New (To Me) Music: David Bowie, Low July 30, 2008
Posted by madkevin in Music, Nostalgia.trackback
OK, it’s not actually new to me: I’ve been a Bowie freak ever since I was a young lad. My entry point, like it was for everybody I’d wager, was Ziggy Stardust, but basically everything the man did in that entire decade is pure gold. I’m hardly the first to suggest this, but I think Bowie has the record for longest streak of brilliant albums released consecutively, staring with Hunky Dory and going all the way to Scary Monsters.
But while the glam stuff is what pulled me in, the heart of Bowie I think are in the three albums known as the Berlin Trilogy: Low, “Heroes”, and Lodger.
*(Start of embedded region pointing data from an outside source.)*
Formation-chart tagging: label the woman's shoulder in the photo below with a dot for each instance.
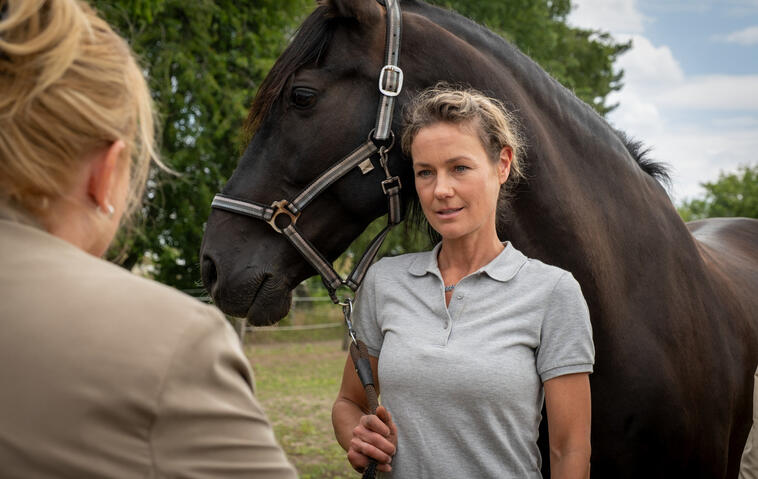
(398, 263)
(544, 273)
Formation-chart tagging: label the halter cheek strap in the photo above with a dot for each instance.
(282, 215)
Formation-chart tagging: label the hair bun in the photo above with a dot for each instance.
(38, 44)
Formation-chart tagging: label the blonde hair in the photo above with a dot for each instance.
(70, 86)
(488, 118)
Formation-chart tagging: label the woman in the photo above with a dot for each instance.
(102, 373)
(467, 339)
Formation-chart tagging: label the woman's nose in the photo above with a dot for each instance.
(443, 187)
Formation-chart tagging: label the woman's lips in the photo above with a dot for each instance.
(448, 213)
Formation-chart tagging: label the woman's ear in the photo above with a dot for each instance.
(103, 172)
(504, 164)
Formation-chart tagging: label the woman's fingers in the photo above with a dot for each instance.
(374, 423)
(372, 444)
(360, 462)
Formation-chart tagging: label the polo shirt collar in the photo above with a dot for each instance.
(503, 268)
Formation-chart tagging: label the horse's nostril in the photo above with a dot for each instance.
(209, 274)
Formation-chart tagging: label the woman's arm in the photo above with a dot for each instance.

Helped by a bevy of collaborators, (Brian Eno, Robert Fripp, Carlos Alomar), the trilogy scales heights that, sadly, Bowie never topped. Mind you, the strange mixes of wildly disparate elements, combined with the alien sounds of Eno’s racks of electronics, would be tough for anybody to have topped.
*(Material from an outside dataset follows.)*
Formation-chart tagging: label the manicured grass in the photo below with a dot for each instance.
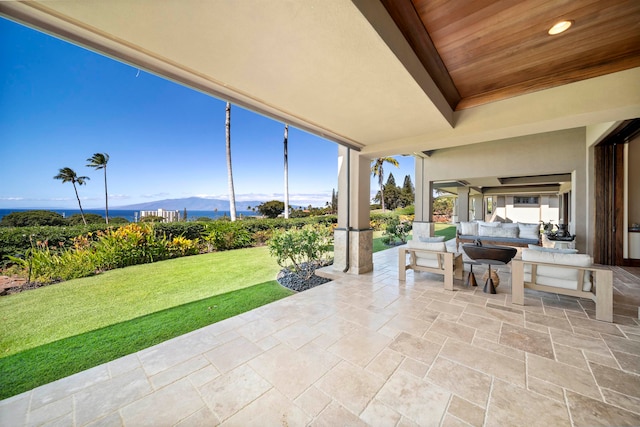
(446, 230)
(40, 365)
(55, 312)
“Heroes” is the best known of the trilogy due to it’s title track, which rightfully became a Bowie standard, and if pressed, I’d admit that Lodger is the best of the trilogy because the songcraft is so great, but Low is my fave. I still remember the chills it gave me the first time I listened to it, after finding a budget cassette release at the K-Mart in Welland if I’m remembering correctly. (Low and “Heroes” are great to listen to on cassette, by the way, because of the way they separate themselves into songs on one side, ambient weirdness on the other.) I loved the cover, because the red-haired Man Who Fell To Earth Bowie is, I think, the absolute coolest incarnation. But the music! Holy fuck, right from the first strains of “Speed Of Life”, Low just grabs you. If Ziggy Stardust was about being from another planet, Low bested it because it sounds like it came from another planet, like a night on the town at the hottest disco on Pluto. Bowie’s voice is all over the place, sometimes chilly and distant, sometimes overly close and up front in the mix. The songs on the first side are short, looking forward to the punk/new-wave movement that Low, in part, helped to inspire. Lyrically, Bowie seems at his most direct and blunt, sketching tales of modern alienation, although not without a dark streak of humour: “You’re such a wonderful person / But you’ve got problems”.
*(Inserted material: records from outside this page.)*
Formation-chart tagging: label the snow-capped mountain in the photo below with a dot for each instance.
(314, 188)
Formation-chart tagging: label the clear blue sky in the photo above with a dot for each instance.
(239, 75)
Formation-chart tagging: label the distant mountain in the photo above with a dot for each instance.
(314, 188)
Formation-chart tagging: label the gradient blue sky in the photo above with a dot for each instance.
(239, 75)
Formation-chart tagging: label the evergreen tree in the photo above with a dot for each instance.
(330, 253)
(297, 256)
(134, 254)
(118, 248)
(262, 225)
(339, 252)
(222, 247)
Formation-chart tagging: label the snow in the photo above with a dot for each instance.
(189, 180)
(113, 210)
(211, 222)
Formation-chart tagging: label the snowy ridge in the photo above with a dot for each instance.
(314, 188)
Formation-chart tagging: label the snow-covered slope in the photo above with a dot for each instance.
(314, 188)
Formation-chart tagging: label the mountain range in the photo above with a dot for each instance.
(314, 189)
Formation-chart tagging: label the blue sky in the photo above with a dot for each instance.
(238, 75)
In later years, I would come to realize that much of the sound of Low and “Heroes” was a direct musical response to such Krautrock pioneers as Kraftwerk and Neu!, but that doesn’t diminish the many pleasures of this album for me, because it has such a specific tone. Nobody else but Bowie could have done an album like this in the 70s, because nobody else would have dared.